Dental therapists are a new, master's degree level professional who mostly work in low-income areas. The only state that I am familiar with which has dental therapists is Minnesota. The Univerity of Minnesota School of Dentistry in Minneapolis offers the master's program in dental therapy and is the only U.S. dental school to award a degree in the field, according to the school's Web site. In some classes, dental therapy students, dental hygiene students, and dental students take some of the same classes and work side-by-side. In that state, there are two types of dental therapy licenses, Dental Therapist and Advanced Dental Therapist. The only difference is the degree of supervision by a dentist that is required. Dental therapists provide both preventative and restoration services and can do some of what dentists routinely do. They provide services to both children and adult patients. They can clean teeth, apply sealants, extract teeth, and fill cavities. They may be able to take impressions of teeth and perhaps even fit partials, but of that I am not sure. My state, like most states, does not allow dental therapists to become licensed and to practice. The state dental societies along with the American Dental Association are quite protective of the territory of dentists. This would be a practical way to bring dental care to low-income people. Needless to say, dental therapists cost less than do dentists, who, in my opinion, are overpaid. There still has to be a dentist present to supervise the dental therapist(s).
One additional point is that there are some kinds of oral surgery which I have discovered are not covered by dental surgery, because the procedures are considered to be medical, not dental.
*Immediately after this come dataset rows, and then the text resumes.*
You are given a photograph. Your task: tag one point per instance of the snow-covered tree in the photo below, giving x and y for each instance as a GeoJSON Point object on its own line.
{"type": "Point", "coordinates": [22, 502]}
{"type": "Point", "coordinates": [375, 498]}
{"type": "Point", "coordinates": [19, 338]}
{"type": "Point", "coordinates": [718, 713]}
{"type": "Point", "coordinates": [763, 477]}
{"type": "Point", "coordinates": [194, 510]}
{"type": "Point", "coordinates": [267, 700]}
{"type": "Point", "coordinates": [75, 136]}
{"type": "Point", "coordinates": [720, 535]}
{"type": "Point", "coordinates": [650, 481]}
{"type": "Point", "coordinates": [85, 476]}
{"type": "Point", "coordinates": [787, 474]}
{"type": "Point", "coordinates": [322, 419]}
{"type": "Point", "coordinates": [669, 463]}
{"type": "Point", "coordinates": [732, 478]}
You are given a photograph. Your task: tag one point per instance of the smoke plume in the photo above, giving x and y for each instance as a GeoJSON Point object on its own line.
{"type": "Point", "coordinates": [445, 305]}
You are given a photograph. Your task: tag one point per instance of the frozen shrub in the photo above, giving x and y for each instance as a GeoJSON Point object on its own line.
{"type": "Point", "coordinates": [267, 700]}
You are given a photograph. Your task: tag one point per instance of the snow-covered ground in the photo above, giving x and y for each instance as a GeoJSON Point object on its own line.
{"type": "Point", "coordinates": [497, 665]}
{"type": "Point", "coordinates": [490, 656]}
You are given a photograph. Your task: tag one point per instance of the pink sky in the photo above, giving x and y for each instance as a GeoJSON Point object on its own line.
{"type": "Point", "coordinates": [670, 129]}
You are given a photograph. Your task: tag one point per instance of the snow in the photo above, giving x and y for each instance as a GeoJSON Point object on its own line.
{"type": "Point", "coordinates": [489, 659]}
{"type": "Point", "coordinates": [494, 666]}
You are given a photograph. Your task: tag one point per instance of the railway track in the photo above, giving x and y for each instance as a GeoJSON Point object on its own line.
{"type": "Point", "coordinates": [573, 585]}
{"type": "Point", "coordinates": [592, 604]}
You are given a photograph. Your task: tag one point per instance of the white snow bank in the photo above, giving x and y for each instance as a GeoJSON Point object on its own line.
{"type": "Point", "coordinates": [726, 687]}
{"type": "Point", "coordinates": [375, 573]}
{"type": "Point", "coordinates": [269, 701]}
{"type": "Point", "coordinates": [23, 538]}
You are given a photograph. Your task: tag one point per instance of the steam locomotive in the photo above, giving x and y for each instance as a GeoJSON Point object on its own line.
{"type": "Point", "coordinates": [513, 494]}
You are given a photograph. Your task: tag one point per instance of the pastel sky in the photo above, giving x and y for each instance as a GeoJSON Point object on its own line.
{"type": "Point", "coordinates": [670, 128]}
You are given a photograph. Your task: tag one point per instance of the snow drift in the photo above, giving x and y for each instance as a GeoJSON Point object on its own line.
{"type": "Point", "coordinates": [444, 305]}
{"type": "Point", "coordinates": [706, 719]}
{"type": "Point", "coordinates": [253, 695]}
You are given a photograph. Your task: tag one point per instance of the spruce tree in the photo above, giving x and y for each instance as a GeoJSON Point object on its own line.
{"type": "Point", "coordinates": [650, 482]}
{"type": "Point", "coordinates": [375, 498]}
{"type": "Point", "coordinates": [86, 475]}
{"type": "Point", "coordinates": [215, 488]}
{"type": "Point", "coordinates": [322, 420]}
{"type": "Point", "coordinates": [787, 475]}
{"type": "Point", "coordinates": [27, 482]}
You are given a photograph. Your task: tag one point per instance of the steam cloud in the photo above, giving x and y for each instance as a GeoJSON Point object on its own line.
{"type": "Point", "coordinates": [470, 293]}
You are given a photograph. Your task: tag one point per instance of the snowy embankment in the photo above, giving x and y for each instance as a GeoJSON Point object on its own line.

These are operations on the tissue inside of the mouth, not involving teeth, and other procedures, such as facial surgery. Most oral surgeons have the D.D.S. (or D.M.D.) degree, but a small number also graduated from medical school and have a medical degree. Even the surgeons who have both a dental and medical degree can only have medical insurance coverage that is out-of-network, and even then, even though they are trained physicians in addition to being dental graduates, you probably would have to get a letter from your personal physician saying that the procedure is medically necessary, and the oral surgeon would have to include it with the documentation of the procedure in billing medical insurance. Most oral surgeons are do not have a medical degree and therefore, only certain procedures, such as extracting an impacted wisdom tooth or putting in implants for replacement, artificial teeth would be covered, and like usual, there would usually be a co-payment or deductible. This is a field that most people don't pay any attention to unless they have a problem that needs the skill of an oral surgeon. In the old days, there were reports of the surgeon grabbing hold of an impacted tooth and yanking on it. Sometimes, a tooth will shatter, and they have to surgical remove the individual pieces. No doubt, it can be expensive.
Bernie Sanders had a bill at one time to add dental coverage to Medicare, but I am not sure how much such coverage would have cost. For those who are not eligible for Medicaid and who do not have dental insurance, which has co-payments and deductibles which can be expensive, lots of luck making payments to the dentist or oral surgeon.